Rig is an open-source Rust library for building scalable, modular, and ergonomic LLM-powered applications. Developed by 0xPlaygrounds, it sits in the same niche as LangChain or LlamaIndex for the Rust ecosystem, giving developers a unified interface over more than 20 model providers — OpenAI, Anthropic, Google, Mistral, DeepSeek, Cohere, Groq, local Ollama, and more — plus 10+ vector-store integrations such as MongoDB Atlas Vector, LanceDB, Qdrant, SQLite, and in-memory stores. Rig supports LLM completion and embedding workflows as first-class concepts and is fully WASM-compatible in its core library.

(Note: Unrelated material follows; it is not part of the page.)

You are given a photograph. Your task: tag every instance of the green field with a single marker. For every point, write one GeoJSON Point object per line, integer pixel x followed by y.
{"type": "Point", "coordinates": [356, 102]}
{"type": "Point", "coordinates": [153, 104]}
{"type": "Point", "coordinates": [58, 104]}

The library is designed for production agentic workflows rather than hello-world demos. It exposes building blocks for multi-turn streaming, tool use, prompt pipelines, and retrieval-augmented generation, and ships full GenAI Semantic Convention compatibility so traces interoperate cleanly with OpenTelemetry-based observability stacks. Beyond text, Rig covers transcription, audio generation, and image generation capabilities, which lets teams stand up multimodal agents without bolting together three SDKs. Because everything runs over a common trait-based abstraction, swapping a model or vector store is a one-line change in most applications.
Rig is MIT-licensed and already used in real products — St. Jude's genomics chatbot, Coral Protocol's Rust SDK, the VT Code terminal coding agent, the Con terminal emulator's agent harness, and the Dria decentralized AI network all cite Rig as their LLM abstraction layer. The project is evolving quickly and the maintainers explicitly warn that breaking changes arrive with new features, so teams choosing Rig should track releases closely. For Rust-first engineering orgs building performance-sensitive agents, RAG services, or on-device AI where Python is not an option, Rig is the most complete and actively developed option in 2026.